President Hamid Karzai's strange pronouncements that the burning of Qur'ans by U.S. soldiers were satanic acts that will never be forgiven by apologies, and his description of the Taliban and NATO as "two demons - let's pray for God to rescue us from these two demons" - does nothing to instil faith in his leadership abilities and skills, and only serve to undermine the planned withdrawal.
Most military officials seem to doubt whether the Afghan army is capable of maintaining and protecting the security of people within the country or even containing an anticipated resurgence of the Taliban once the withdrawal begins. There is still the problem of its neighbour, Pakistan, which has provided safe havens to Afghan insurgents and has been accused of "passive acceptance" in the conflict.

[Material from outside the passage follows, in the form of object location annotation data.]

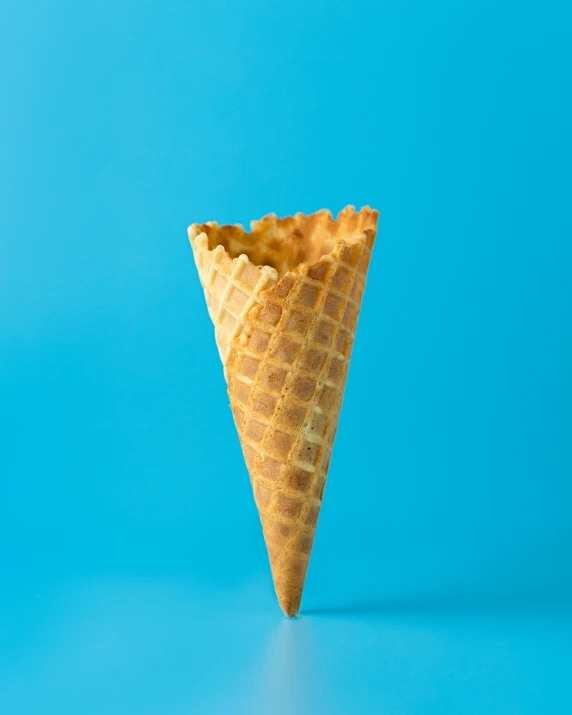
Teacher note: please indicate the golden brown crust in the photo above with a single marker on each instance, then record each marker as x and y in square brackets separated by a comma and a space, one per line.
[286, 347]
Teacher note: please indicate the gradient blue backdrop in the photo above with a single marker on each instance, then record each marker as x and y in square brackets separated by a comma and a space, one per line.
[133, 572]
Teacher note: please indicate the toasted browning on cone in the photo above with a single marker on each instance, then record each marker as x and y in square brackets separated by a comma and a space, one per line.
[285, 300]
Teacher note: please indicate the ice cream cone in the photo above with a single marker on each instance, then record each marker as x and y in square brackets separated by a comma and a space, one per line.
[285, 299]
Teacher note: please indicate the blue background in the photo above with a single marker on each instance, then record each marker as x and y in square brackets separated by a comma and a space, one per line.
[133, 576]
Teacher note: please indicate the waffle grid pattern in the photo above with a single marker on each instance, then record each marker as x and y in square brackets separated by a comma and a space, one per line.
[285, 346]
[231, 288]
[287, 406]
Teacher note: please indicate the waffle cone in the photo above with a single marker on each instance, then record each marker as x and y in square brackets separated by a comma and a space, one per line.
[284, 299]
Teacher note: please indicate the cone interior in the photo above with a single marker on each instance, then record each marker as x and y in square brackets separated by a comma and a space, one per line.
[285, 299]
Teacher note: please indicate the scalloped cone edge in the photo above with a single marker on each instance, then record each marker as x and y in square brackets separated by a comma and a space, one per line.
[285, 328]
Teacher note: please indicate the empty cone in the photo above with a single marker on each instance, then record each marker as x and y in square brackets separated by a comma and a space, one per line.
[285, 299]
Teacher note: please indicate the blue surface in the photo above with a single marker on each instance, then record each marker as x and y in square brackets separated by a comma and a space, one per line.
[134, 577]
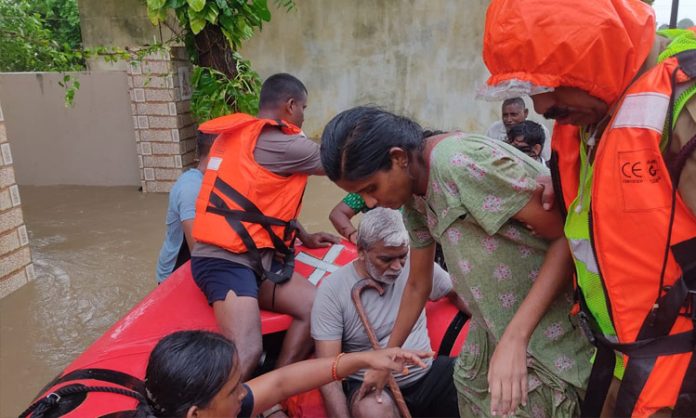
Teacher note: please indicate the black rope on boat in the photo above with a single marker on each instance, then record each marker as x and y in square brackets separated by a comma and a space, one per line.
[52, 400]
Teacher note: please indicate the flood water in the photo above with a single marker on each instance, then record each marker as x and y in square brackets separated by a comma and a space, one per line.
[94, 251]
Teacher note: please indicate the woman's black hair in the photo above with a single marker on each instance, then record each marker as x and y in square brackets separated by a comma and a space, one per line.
[187, 368]
[356, 142]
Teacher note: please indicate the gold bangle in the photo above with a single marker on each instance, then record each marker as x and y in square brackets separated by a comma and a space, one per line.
[334, 367]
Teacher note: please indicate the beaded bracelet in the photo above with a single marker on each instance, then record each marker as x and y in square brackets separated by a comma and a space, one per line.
[334, 367]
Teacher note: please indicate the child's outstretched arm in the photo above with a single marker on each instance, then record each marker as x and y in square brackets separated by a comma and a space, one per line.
[273, 387]
[507, 373]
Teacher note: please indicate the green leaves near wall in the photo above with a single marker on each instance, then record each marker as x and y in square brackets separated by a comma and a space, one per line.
[213, 30]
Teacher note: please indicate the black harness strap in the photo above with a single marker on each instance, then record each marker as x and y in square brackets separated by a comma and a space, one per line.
[660, 320]
[452, 333]
[250, 213]
[682, 294]
[602, 368]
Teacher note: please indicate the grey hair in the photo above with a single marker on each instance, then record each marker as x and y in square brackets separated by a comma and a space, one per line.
[382, 224]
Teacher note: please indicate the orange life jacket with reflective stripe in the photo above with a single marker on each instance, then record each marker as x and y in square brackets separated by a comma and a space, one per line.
[243, 207]
[644, 242]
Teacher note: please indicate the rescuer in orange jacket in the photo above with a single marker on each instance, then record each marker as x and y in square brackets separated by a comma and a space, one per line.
[246, 221]
[623, 165]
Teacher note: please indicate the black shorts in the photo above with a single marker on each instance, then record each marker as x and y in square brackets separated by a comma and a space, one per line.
[217, 277]
[433, 395]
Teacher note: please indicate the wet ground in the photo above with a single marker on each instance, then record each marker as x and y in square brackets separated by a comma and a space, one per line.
[94, 251]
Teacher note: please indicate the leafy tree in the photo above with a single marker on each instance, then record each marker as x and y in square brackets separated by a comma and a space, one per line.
[213, 30]
[40, 35]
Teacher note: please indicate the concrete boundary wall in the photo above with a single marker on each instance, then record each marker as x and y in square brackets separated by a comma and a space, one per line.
[165, 132]
[16, 268]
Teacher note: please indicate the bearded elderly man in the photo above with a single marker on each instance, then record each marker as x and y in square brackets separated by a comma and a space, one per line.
[383, 249]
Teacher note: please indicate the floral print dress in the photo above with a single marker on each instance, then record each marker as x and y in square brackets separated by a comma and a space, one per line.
[475, 188]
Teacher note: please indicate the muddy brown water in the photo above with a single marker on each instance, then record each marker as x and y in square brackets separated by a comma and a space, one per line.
[94, 251]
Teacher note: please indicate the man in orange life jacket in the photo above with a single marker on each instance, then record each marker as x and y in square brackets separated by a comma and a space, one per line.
[246, 221]
[625, 170]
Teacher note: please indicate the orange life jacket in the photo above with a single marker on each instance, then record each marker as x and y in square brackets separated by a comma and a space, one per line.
[243, 207]
[644, 242]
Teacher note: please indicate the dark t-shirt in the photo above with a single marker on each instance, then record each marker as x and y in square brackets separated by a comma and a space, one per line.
[281, 154]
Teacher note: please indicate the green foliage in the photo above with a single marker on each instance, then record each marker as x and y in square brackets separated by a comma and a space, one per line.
[40, 35]
[215, 94]
[219, 91]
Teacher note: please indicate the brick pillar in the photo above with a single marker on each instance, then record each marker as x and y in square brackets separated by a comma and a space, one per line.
[160, 94]
[16, 268]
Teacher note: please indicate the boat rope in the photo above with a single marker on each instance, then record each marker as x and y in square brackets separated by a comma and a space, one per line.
[52, 400]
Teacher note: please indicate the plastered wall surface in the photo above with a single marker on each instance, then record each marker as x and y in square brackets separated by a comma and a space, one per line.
[420, 58]
[91, 143]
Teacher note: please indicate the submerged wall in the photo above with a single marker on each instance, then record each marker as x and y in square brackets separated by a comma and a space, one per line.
[91, 143]
[16, 268]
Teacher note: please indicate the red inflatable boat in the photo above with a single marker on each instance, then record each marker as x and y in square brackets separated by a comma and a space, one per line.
[116, 362]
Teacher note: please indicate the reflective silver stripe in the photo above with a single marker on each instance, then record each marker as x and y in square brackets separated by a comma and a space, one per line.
[582, 251]
[321, 266]
[643, 110]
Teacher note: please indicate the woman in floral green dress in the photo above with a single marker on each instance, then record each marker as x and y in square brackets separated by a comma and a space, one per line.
[523, 355]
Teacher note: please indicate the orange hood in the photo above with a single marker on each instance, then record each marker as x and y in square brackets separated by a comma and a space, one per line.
[532, 46]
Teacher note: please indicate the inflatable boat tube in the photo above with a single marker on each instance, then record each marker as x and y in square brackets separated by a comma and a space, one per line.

Canada's contribution of $110 million a year to support the military and police appears generous, but one wonders how much it will assist in this protection of the vulnerable or go to line the coffers of state officials.
It's a risky strategy to aggressively retreat because it sends the wrong messages. When the Soviets withdrew from Afghanistan, leaving a weak government, the country disintegrated into civil war with thousands dead and led to the Taliban assuming control. The strategy by NATO aims to avoid that scenario by fostering reconciliation between enemies and arming and training proper security forces to take over. If this happens and it avoids chaos, it would be some sort of victory.
However, the signals are mixed and complicated. It didn't help that a deranged American army sergeant killed 16 civilians (nine of them children), then was shipped out to face justice in the U.S. Burning the Qur'an in public has not helped the case either. Waves of violent protest followed; Afghan soldiers attacked NATO troops. Levels of distrust are at an alltime high.
The traditional conservative structure will take years to erode in Afghanistan and while the NATO mission may have eroded some aspects, it will take much longer to dismantle many of the attitudes which are ingrained in the local population. On May 22, 125 girls and three teachers were admitted to hospital because of a suspected poison attack by conservative radicals on a school in the Takhar province. This was the second attack of this kind in two months and does little to instil faith in the governance or security structures.
Unless Canada and its allies in NATO find increasingly innovative ways to protect such vulnerable individuals from fear and want, it appears likely that Afghanistan will self-destruct once more and the implications of this will simply be more conflict, more death and the absence of genuine human security.
Kenneth Christie is a professor and head of the Human Security and Peacebuilding program at Royal Roads University.